Shakiel Thompson

Personal information
- Nickname: Dr Steel
- Born: 19 April 1997 (age 29) Sheffield, Yorkshire, England
- Height: 6 ft 3 in (191 cm)
- Weight: Middleweight

Boxing career
- Stance: Southpaw

Boxing record
- Total fights: 16
- Wins: 15
- Win by KO: 11
- Losses: 1

= Shakiel Thompson =

English boxer (born 1997)

Shakiel Thompson (born 19 April 1997) is an English professional boxer. He has held the IBF European and WBO Global middleweight titles.

==Career==
Thompson made his professional boxing debut at the DoubleTree Hilton Hotel in Sheffield on 12 October 2018, stopping Geiboord Omier just 42 seconds into the first of their scheduled four-round contest.

Having amassed a perfect record of 11 wins from 11 pro-fights, he claimed the vacant IBF European and WBO Global middleweight titles with an eighth round stoppage win over Bulgarian boxer Vladimir Georgiev at the Magna Centre in Rotherham on 20 April 2024.

Thompson made the first defense of his titles against River Wilson-Bent at Park Community Arena in Sheffield on 27 September 2024. He knocked his opponent to the canvas four times before the referee halted the bout in the third round.

Returning to Park Community Arena for his next outing, he stopped David Benitez in the fourth round of a non-title eight-round contest on 7 February 2025.

Fighting at the same venue for the third outing in a row in another non-title bout, Thompson stopped Grant Dennis in the second of their scheduled eight round match-up on 27 September 2025.

In October 2025, he signed with Frank Warren's Queensbury Promotions.

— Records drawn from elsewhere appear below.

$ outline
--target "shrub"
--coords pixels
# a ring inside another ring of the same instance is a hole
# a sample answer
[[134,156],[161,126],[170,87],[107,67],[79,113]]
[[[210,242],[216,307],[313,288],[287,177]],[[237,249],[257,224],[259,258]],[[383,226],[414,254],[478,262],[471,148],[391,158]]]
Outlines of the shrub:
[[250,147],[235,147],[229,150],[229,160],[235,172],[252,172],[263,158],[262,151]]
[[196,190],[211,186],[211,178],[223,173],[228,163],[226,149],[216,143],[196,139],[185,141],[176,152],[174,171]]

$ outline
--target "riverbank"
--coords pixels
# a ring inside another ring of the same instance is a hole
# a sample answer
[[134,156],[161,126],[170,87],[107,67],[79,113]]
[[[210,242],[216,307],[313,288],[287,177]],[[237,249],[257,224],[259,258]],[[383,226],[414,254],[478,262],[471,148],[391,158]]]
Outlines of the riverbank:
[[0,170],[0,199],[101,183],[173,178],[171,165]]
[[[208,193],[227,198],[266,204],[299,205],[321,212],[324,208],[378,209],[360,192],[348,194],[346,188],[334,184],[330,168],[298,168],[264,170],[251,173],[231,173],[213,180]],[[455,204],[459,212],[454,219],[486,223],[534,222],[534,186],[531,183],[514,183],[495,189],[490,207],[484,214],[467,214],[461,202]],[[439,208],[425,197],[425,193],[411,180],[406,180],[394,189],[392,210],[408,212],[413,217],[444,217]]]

Thompson was scheduled to face Brad Pauls at Co-op Live in Manchester on 26 January 2026. However, the fight was postponed when headliner, Moses Itauma, suffered an injury less than two weeks before the event, with the entire card being put back to take place at the same venue on 28 March 2026. When the bout, which was for the vacant IBF International middleweight title, eventually took place, Thompson lost by stoppage in the ninth round to suffer his first defeat as a professional.